しかし、最新の「子育て法」にある、かつて実践されたことのないような方法こそが、赤ちゃんの将来に素晴らしい影響を与えるという考え方は、根本的におかしいとバークマンさんは考えています。もし、これまで知られていなかった「幸せで成功する子どもを育てる方法」があるならば、それが編み出されていなかった時代には、だれも幸せで成功した子どもは育たなかったはずですがそうではありません。歴史上のほとんどすべての偉人は、これまで出版された子育て本の洞察を取り入れられることなく育てられたはずだとバークマンさんは指摘しています。

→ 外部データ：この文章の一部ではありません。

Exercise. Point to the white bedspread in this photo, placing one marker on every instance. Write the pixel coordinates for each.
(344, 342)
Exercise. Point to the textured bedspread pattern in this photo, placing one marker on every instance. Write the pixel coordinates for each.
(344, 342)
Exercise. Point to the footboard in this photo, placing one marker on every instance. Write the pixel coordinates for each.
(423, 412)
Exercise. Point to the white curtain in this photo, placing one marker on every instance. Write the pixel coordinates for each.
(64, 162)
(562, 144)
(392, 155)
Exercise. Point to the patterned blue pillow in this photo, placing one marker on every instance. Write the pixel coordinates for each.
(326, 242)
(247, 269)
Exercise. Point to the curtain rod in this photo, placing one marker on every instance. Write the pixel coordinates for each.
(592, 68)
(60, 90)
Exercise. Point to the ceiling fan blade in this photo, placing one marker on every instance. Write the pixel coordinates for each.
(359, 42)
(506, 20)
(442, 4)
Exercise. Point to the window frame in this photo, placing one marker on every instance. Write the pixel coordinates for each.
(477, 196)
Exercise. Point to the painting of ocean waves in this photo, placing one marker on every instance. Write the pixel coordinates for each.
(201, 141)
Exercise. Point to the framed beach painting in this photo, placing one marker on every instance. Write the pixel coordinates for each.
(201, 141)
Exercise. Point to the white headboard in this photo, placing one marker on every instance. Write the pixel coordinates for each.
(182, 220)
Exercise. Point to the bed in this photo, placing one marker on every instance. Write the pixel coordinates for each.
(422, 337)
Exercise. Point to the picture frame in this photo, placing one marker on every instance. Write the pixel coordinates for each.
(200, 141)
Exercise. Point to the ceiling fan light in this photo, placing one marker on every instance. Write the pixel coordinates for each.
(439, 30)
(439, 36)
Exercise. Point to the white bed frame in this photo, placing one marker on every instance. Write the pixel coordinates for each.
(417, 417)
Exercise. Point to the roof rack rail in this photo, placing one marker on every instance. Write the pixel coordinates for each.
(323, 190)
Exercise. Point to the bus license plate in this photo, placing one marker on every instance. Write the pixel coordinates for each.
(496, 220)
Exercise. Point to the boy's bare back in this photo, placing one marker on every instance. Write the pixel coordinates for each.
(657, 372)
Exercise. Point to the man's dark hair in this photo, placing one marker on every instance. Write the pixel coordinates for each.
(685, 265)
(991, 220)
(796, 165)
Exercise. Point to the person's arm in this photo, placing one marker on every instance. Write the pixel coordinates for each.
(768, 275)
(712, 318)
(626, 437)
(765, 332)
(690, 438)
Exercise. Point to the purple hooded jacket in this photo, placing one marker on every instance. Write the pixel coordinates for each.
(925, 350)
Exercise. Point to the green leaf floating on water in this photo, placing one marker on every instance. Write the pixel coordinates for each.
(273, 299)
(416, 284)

354人の新米の母親を対象にした研究で、読んだ子育て本の数が増えるほど、母親の抑うつ状態の程度が高く、子育てに対する自信を失ってしまうという結果が出されているとのこと。「ルール」に赤ちゃんが背くのは必然であるため、ストレスが発生する割合が高まるのだからこの結果は驚くべきことではないとバークマンさんは考えています。そして、子育て本のルールに従い、ルールに集中すればするほど育児は退屈なものになり、育てている赤ちゃんを理解しようとすることが少なくなるのではないかとバークマンさんは指摘しています。
バークマンさんによると、間違った子育てとは、「間違ったテクニックを取り入れること」ではなく、「子育てをテクニカルな視点で考えること」だとのこと。人間と人間の関係はとてつもなく複雑なものであり、人間を形作るきっかけや条件になる「変数」は無数にあります。無数にある変数を減らすことは、物事を簡単に理解できるようになるため魅力的ですが、無数にある変数の中からいくつかのものだけを取り出して論じるのはナンセンスだとバークマンさんは考えています。